Proof of the harm just one degree will cause.
Roger Carr says:
June 4, 2011 at 3:28 am
Yeah, but it’s still easier than moving the goalposts!
tango water melon head science .what will happen to them all after the biggest FRAUD in our history is dead and cremated . cannot wait for the day
They’ll move on to something else. I remember the trendy tranzy of the 1980s drooling over the Brundtland Report, as it gave them the excuse to continue their attempt at totalitarian rule of the world after communism had patently failed.
Alex,
You raise an interesting question, did Noah have fish in the Ark? I figure not, being as it would have been unecessary.
Maybe I’m stupid but I clicked on all the links and saw no mention of any two fish study. I must be stupid.
At least two fish are better than one tree at Yamal peninsula! LOL
Reading through the ABC article I was struck by this little gem:
“To determine growth rates they analysed the fishes’ otoliths, bony structures that fish use for orientation and detection of movement. Just like tree rings, the bony structures show incremental changes in fish growth over long periods of time.”
Here we go again …
Please read the document!!!
The 2 fishe were used for swimming speed tests – plenty of statements ensuring the reader understands that this is not enough in the report. It research on otolith sizes the swimming is a small part of the document.
This has to be a post-normal fish story.
Usually, its all about bragging over the one that got away.
I couldn’t get access to the full paper, but where does the two fish come into the analysis?
Look at http://www.nature.com/nclimate/journal/v1/n2/extref/nclimate1084-s1.pdf
which contains supplementary data.
The second page talks about five banded morwong populations (which I assume would contain more than two fish in total?)
Page 8 contains this table listing locations and populations;
Location Sample Size
North island, N.Z. (NZ) 49
Victoria, Aus 283
Northeast coast, Tasmania, Aus. 122
East coast, Tasmania, Aus. 474
Southeast coast, Tasmania, Aus. 310
There may have been some doubling up as there is a column also called “# of year classes represented”, but I think it is more than two.
So is the two fish you talk about one small part of this study?
Thanks
Frosty wrote: “Amateurs, any decent propagandist would only need one fish.”
Why did they bother with fish? Why was computer modelling invented?
IanM
Alex you got me laughing so much
All Noah needed were two fish, I don’t see the problem.
Post modern science = Any science conducted and reported without input from an independent statistician.
So here are my comments re: study design 101: Two fish makes for a case study, not a random sample. There is nothing wrong with case studies, and no you don’t need a statistician on board for that. I find case studies to be intriguing. But to extrapolate what might happen to the general population goes way beyond the limits of case studies.

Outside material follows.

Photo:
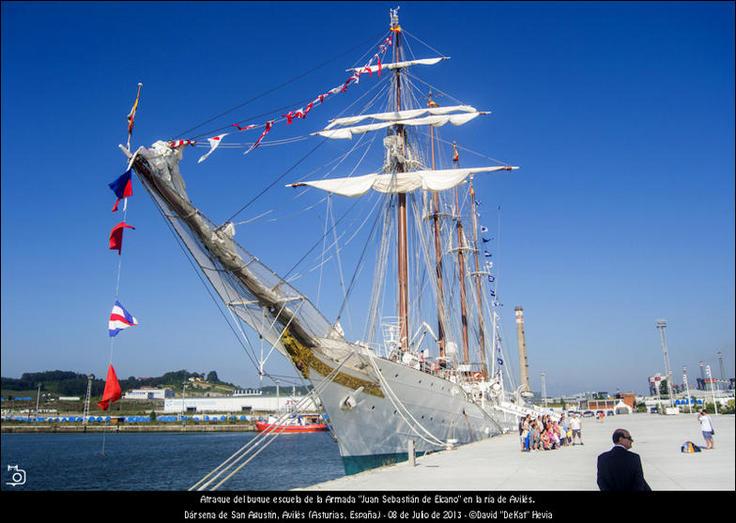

Since we seem to be getting a lot of these kinds of studies, I am left to wonder about the description for the required master’s level “Research Design” course all graduates heading for careers in research are required to take. I’ve taken two (I have two master’s degrees). Looking through my course material, a two-fish study would not qualify as a random sample design.
Case closed. Reprimand the researchers and remove their funding for any further endeavors regarding fish.
@tango Are these exploding Chinese watermelons?